A quand la légalisation? Telle est l’interrogation qui turlupine les femmes depuis l’annonce d’un projet de loi sur la légalisation du mariage coutumier par les parlementaires. Les femmes continuent de porter haut ce plaidoyer et d’interpeller les autorités compétentes sur la résolution de cet épineux problème. IL y a urgence car bon nombre d’entre elles sont mariées à la coutume.
Par Franck Mohamed
La perte d’un conjoint est un événement dévastateur. Pour de nombreuses femmes dans le monde, en particulier dans les pays en développement, cette perte est amplifiée par un combat de longue haleine pour subvenir à leurs besoins fondamentaux, respecter leurs droits humains et leur dignité. Car, pour beaucoup d’entre elles, le statut de veuve devient un véritable calvaire, surtout pour celles qui sont mariées à la coutume.
A l’occasion de la célébration de la 10ème journée internationale de la veuve, la question de la légalisation du mariage coutumier se pose toujours avec acuité. Malgré les avancées sur le plan juridique observées sur les questions de droit successoral, plusieurs veuves dotées ou mariées à la coutume, sont toujours lésées lorsque leurs maris décèdent.
Cette union traditionnelle, bien que n’ayant pas un statut légal, reste la plus pratiquée dans la société gabonaise. Aussi, revêt-elle un caractère sacré pour les différentes communautés car, ce mariage est un héritage traditionnel depuis des millénaires. Ainsi, passer outre l’étape du mariage coutumier, revient à renier son identité culturelle voire, ses us et coutumes. De ce fait, les futurs époux doivent impérativement honorer leurs familles par l’organisation du mariage coutumier, avant de se rendre devant l’officier d’état civil.
Face à cela, plusieurs femmes vont se retrouver avec ce statut de femme dotée, avec toutes les considérations traditionnelles que cela implique. Cependant, sans une union légale devant le maire, ce mariage traditionnel est nul et de nul effet. Le législateur gabonais ne reconnait que le mariage civil. D’où l’importance de légaliser le mariage coutumier voire, le mariage religieux.
Tant que le mariage coutumier n’est pas légalisé après le décès de l’homme, la femme n’a aucun droit. Dans la société, des cas de spoliation de la veuve et de l’orphelin sont légions. Ce, malgré le nombre d’années mis ensemble.

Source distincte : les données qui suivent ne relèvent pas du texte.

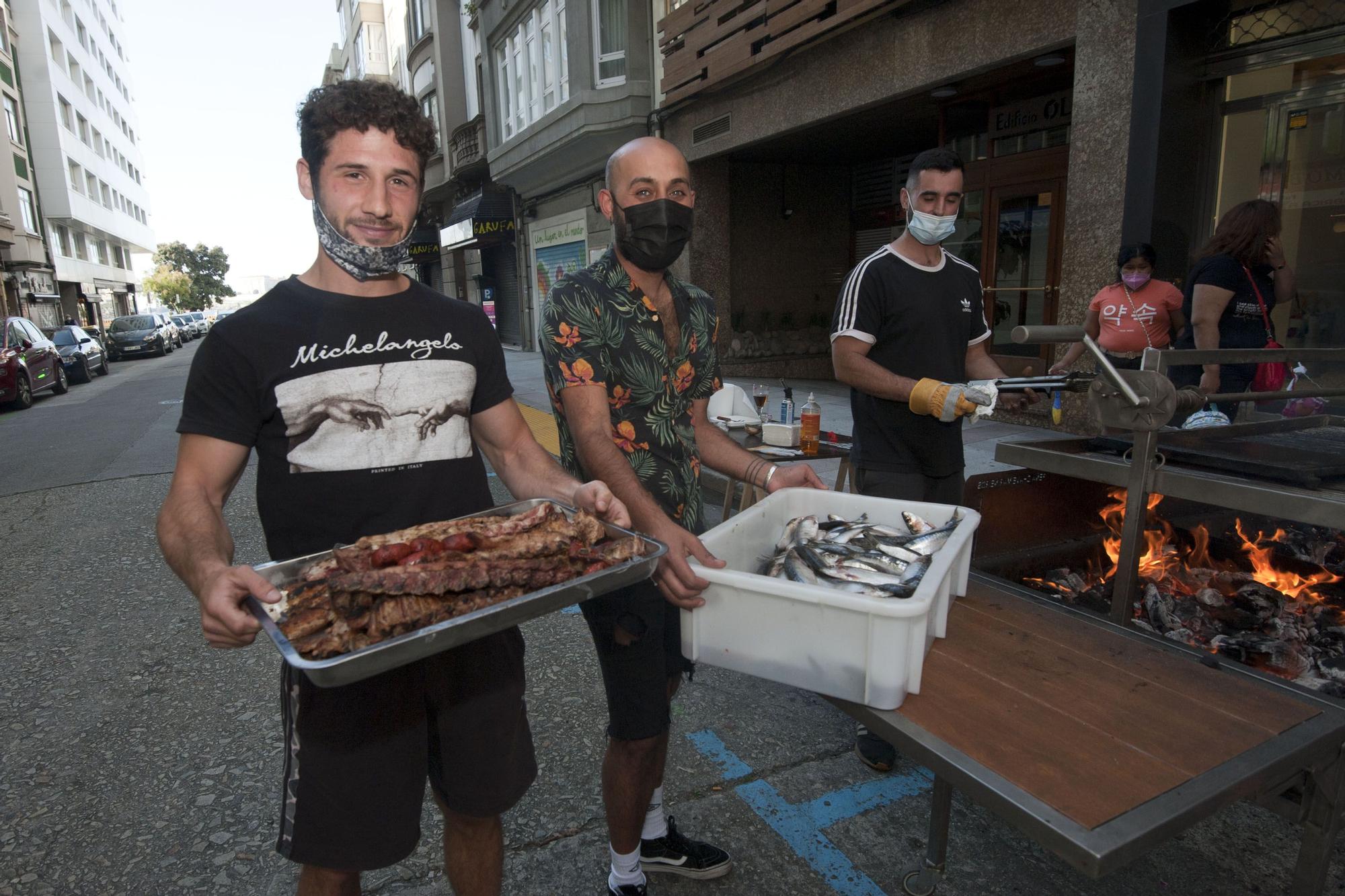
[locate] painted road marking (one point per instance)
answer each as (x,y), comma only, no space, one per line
(801,825)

Au regard de la récurrence de ces faits blâmables, le législateur, pour protéger ces deux personnes sensibles et fragiles (la veuve et l’orphelin) devrait accélérer la légalisation dudit mariage.
Dans un exposé des motifs parvenu en 2019 lors de son audition par ses collègues, le sénateur Ernest Ndassiguikoula, initiateur de la proposition de loi, avait décliné ce qui suit : ‘’La fréquence très élevée des célébrations de mariages coutumiers ou civils dans notre pays, témoigne de l’intérêt que les Gabonais lui accordent aujourd’hui. L’Adhésion massive des compatriotes au mariage coutumier oblige le législateur à lui offrir un cadre légal à présent. Cette évolution régulera l’activité sexuelle conjugale qui doit être mutuellement consentante, hors de tout esprit de domination et d’extrême soumission. C’est donc une forme de progression du statut des conjoints vis-à-vis de la société dans son ensemble, et particulièrement de l’administration. L’épouse ne se sentira pas prisonnière par le fait de la dot disproportionnée ou par le fait d’un divorce à moitié consommé’’.
Plusieurs pays africains sont déjà des exemples à suivre dans ce processus. D’ailleurs, une célèbre citation française nous rappelle que »La culture c’est ce qui nous reste lorsqu’on a tout perdu ». Il serait judicieux que le Gabon valorise sa culture en redonnant au mariage coutumier ses lettres de noblesse. Cela va conférer à la femme dotée, les mêmes droits que celle qui est mariée à l’état civil, et jouir de la même considération sur le plan légal.